Who are you going to believe, the Nazi Party or your own lying eyes?
But it must be true if Hitler said it in order to get elected, no!? Anyway, I did respond in a similar way, yes. That "nationalization" didn't mean what the word means today
Anyway, I have a rule of doing one longer reply to Reddit psychos every few weeks and most of them end up like this. Especially those in r/economics are great, since they usually start with "I'm a moderate left-wing Biden voter, but..." and end up with defending some right-wing crazy shit.
how to these nitwits associate everything with pedophilia, except when it's actual pedophilia? is it some kind of slur now, void of its meaning?
Kind of? Pedophilia is a vague kind of "worst thing ever" to these people, an automatic "This is the worst sort of person" so it is a way to dismiss their enemies and vilify them easily.

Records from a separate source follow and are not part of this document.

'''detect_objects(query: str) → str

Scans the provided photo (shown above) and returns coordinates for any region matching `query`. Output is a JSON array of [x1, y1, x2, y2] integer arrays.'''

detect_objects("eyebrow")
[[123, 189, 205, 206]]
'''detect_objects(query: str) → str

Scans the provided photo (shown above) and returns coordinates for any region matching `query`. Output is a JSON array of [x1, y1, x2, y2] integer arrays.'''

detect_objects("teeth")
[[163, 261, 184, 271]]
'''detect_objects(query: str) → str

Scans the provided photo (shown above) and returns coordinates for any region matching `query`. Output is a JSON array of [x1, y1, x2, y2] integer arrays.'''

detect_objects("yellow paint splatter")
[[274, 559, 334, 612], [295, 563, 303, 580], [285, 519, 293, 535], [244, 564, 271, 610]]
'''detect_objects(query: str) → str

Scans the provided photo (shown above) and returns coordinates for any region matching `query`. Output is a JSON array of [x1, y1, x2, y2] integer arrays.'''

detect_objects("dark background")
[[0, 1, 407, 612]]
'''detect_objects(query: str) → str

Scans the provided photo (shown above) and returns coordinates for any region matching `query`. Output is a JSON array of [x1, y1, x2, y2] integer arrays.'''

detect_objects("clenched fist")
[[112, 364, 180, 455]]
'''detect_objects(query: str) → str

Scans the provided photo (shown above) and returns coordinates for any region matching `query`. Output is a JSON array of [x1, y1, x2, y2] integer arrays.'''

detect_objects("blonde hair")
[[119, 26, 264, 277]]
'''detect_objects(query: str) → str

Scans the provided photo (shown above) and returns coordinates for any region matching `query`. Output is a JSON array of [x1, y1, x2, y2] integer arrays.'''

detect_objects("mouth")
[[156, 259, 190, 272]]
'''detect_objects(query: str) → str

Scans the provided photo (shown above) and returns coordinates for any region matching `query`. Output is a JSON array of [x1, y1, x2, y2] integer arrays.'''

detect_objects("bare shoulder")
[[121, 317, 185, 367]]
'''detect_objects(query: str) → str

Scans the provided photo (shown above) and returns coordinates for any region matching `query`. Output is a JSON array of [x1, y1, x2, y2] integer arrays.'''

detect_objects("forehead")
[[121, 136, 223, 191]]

Libs normally call people "nazis" for that, but since most of these guys spend their free time heiling Hitler they have to use a new word.
Ah ha, I have done a clever. See, nazis say thing and communists did thing. That means they are the exact same. Please ignore all differences, or that the nazis lied through their teeth constantly.
I wasn't aware that Mercedes-Benz and Hugo Boss were nationalized.
Lol, if you check the etymology of privatization on Wikipedia
The term reprivatization, again translated directly from German (Reprivatisierung), was used frequently in the mid-1930s as The Economist reported on Nazi Germany's sale of nationalized banks back to public shareholders following the 1931 economic crisis.[8]
I'm not a Nazi, but I know all of the details of their policies.
I mean, I heard about Nazis, and while I don't agree with the ethnic cleansing, I just had to know what their tax policies looked like.